Les crédits immobiliers exclus du registre national des crédits aux particuliers.

L’arme anti-surendettement, le registre national des crédits aux particuliers (RNCP).

Présenté comme l’arme anti-surendettement, le registre national des crédits aux particuliers (RNCP) ne comprendra pourtant pas les crédits immobiliers qui représentent une part de plus en plus importante (8.6% en 2011 contre 10.60 % en 2012) dans les dossiers de surendettement Banque de France.

Adoptée en première lecture au Sénat, la loi Hamon devrait voir le jour en France rejoignant ainsi la majorité des états Européens disposant déjà d’un tel outil. Son efficacité reste malgré tout sujet à polémique et le succès ou l’échec du dispositif dépendra uniquement de la réduction du nombre de dossiers de surendettement en France.

Absence de cohérence du RNCP

S’il se veut être un outil de désendettement pour les ménages, le RNCP, dont la consultation sera obligatoire pour les prêteurs, n’en présente pas moins de deux difficultés importantes au regard de sa cohérence. D’une part, l’absence des crédits immobiliers dans le RNCP ne lui permettra pas de protéger les propriétaires immobiliers.

Il faudra alors compter sur la diligence et le sérieux des prêteurs pour savoir si l’emprunteur est propriétaire ou locataire.  L’autre difficulté viendra inévitablement de la mise en œuvre du RNCP qui ne devrait pas reprendre les dettes existantes et qui de ce fait serait quasiment vierge les premières semaines. On imagine parfaitement que cet état de fait ne permettra pas aux prêteurs d’avoir une vision des crédits passés, enlevant par la même occasion toute efficacité réelle au RNCP les premiers temps.

Une augmentation du nombre de dossiers de surendettement est à prévoir.
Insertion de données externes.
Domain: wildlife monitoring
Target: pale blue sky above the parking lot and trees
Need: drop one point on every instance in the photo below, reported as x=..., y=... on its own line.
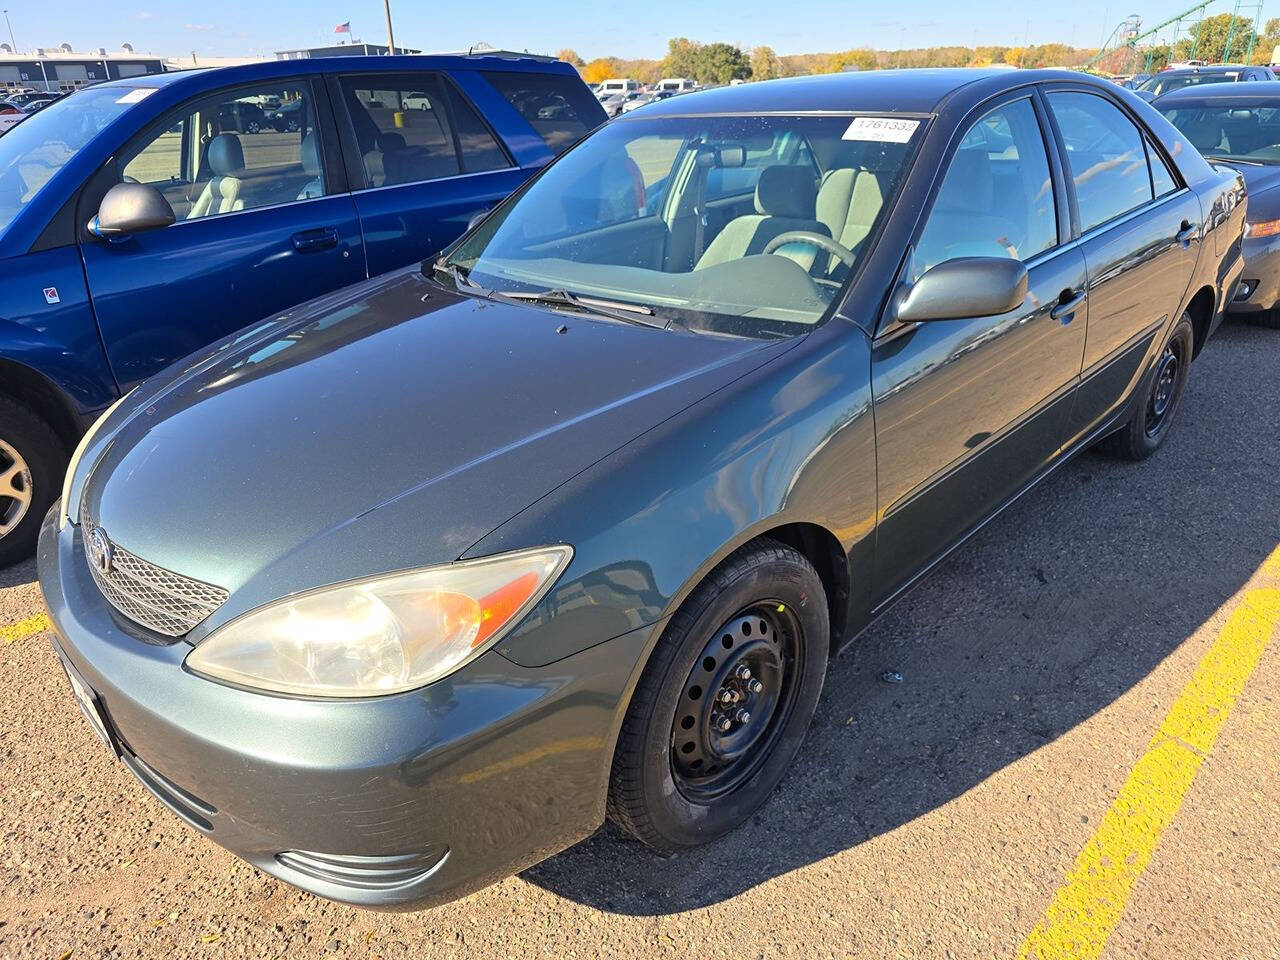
x=642, y=29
L’objectif du RNCP étant de prévenir le « crédit de trop », il est fort probable que sa mise en place provoquera une augmentation du nombre de dépôts de dossier de surendettement. Comme déjà observé en Belgique, les personnes surendettées devraient être plus rapidement identifiées, notamment pour celles qui empruntent dans l’unique but de rembourser le crédit précédent. Certains, pour y parvenir, ne déclarent pas l’ensemble de leurs crédits. Du coup, avant de lutter contre le surendettement lui-même, le RNCP paraît plutôt une arme efficace contre le « malendettement ».

Pas de remède miracle pour le surendettement

Avec les informations qu’ils contient et ses « oublis », le RNCP ne pourra probablement pas à lui seul endiguer les difficultés financières des Français. Mais il pourra favoriser la recherche de meilleures pratiques commerciales dans la distribution de crédit à condition que tous les acteurs du marcher jouent le jeux. Le remède miracle pour le surendettement n’est donc encore arrivé, n’en déplaise aux fervents partisans du fichier positif.